King Philippe joined his people on Monday to celebrate his first full National Day as King, a day marked by the notable absence of his father, former King Albert, from whom he took over the throne exactly one year previously.

The day began as always with a Te Deum in the cathedral in Brussels. The traditional military parade that passes by the front of the royal palace this year took as its theme World War One, with officers parading in some of the many uniforms current when the war started a century ago. The King and Queen watched the proceedings from a dais on Place des Palais with their four children.

On Monday, the King and Queen spent an hour after the parade walking among the public gathered in the Royal Park in front of the palace, allowing many the opportunity to congratulate him on the first year of his reign. They also visited the stands of a number of companies who supply the royal house with coffee and biscuits.
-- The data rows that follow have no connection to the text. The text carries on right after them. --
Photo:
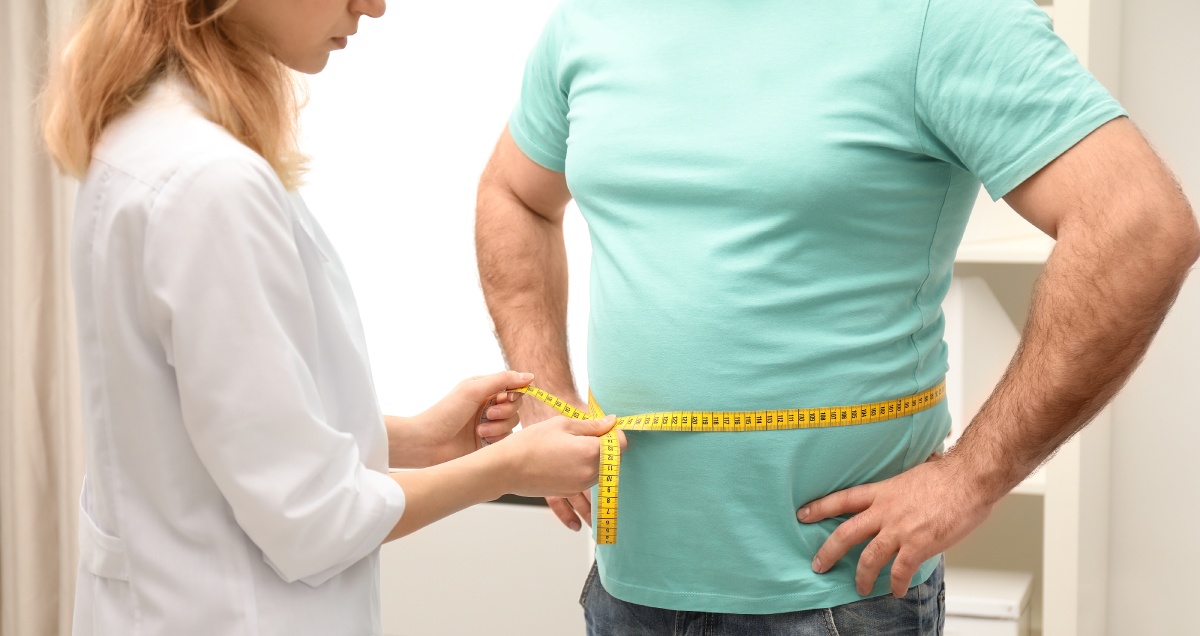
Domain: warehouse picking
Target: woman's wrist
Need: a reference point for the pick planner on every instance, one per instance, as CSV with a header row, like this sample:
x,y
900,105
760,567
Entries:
x,y
499,468
407,444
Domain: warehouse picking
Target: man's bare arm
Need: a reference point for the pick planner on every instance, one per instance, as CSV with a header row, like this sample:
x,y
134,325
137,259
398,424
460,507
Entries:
x,y
1126,240
522,268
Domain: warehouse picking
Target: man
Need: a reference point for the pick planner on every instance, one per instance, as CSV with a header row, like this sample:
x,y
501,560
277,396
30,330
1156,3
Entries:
x,y
775,192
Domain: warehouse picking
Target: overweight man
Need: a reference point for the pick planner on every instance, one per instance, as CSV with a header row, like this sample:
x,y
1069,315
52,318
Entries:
x,y
775,192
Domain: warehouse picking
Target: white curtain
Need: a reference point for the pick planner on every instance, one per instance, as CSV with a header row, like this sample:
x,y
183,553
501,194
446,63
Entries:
x,y
41,461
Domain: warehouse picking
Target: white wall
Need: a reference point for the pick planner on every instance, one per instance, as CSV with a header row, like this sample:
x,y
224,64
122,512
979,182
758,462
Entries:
x,y
400,126
1156,436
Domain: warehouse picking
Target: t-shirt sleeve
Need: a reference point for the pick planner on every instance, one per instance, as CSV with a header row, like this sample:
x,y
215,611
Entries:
x,y
1000,94
539,124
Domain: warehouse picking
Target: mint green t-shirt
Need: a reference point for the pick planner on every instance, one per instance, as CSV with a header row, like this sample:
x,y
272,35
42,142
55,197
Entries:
x,y
775,191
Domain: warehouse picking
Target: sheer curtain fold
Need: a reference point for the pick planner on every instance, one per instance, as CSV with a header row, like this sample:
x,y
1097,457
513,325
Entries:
x,y
41,460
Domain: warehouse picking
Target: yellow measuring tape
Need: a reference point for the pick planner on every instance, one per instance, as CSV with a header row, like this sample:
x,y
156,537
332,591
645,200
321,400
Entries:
x,y
708,421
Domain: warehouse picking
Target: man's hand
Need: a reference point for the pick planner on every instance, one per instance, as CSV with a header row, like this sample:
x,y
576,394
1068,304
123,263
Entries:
x,y
912,516
570,510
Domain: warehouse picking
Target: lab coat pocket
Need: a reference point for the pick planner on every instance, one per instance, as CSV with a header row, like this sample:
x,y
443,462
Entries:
x,y
105,600
100,552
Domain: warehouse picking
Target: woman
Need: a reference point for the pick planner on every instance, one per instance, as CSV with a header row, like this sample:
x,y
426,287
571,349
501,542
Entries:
x,y
237,457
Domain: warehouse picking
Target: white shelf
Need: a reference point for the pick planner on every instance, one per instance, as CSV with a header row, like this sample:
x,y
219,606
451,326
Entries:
x,y
1019,250
1035,484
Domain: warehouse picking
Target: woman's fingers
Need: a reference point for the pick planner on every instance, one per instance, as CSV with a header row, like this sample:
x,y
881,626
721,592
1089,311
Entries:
x,y
582,505
483,388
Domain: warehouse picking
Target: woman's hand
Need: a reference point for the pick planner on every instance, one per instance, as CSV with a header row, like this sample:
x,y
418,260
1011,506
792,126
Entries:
x,y
479,409
557,457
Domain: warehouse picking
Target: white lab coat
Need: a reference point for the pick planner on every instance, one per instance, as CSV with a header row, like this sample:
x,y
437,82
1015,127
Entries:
x,y
235,453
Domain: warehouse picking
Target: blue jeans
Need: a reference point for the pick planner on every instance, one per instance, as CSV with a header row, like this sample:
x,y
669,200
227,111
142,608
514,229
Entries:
x,y
922,612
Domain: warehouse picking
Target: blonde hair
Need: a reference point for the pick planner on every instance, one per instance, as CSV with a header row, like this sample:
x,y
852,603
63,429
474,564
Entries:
x,y
121,47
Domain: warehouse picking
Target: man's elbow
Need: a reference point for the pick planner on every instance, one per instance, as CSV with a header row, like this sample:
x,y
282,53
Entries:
x,y
1182,235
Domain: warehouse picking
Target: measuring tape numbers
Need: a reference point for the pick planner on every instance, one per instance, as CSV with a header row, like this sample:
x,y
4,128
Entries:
x,y
718,421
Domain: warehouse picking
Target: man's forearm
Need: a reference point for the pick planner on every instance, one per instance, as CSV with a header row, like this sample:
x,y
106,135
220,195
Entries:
x,y
522,267
1096,307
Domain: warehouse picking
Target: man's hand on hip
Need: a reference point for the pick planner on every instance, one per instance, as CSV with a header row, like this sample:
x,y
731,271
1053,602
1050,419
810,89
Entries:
x,y
912,516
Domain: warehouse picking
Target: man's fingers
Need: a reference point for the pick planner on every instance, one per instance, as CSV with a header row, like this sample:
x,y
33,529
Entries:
x,y
875,556
846,502
564,513
582,505
903,570
852,532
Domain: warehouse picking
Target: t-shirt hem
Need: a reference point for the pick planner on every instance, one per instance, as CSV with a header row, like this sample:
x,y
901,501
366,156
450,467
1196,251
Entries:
x,y
543,157
1053,148
729,604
The previous evening saw the King and Queen attending the Bal National on Place du Jeu de Balle in the Marolles district, with 15,000 members of the public. 

The absence of King Albert, who reportedly chose not to return from holiday in the south of France, led to speculation on the state of relations between the two monarchs, past and present. The former king made it clear he had no intention of becoming involved in how Philippe carries out his duties, yet the past year has been marked by a series of unfortunate incidents: Albert’s complaints about the level of his civil list allowance; his failure to notify the palace about two frank interviews given to TV channels RTL and VTM; and a letter published by Queen Paola about the illness suffered earlier in the year by Prince Laurent, followed by a dispute over the resignation of the official responsible.

According to the official royal press spokesperson, Albert had informed the palace some time ago that he would not be present. He underwent a surgical procedure to remove a skin tumour earlier this month and needs to rest. However, other reports said Philippe had tried to convince his father to be present, without success.

The festivities came to an end with a firework display by Van Cleemput of Brussels, set to the music of the opera De Stomme van Portici by Daniel François Esprit Auber – the work whose performance in August 1830 was the occasion for the start of the revolution that led to the creation of the Belgian nation.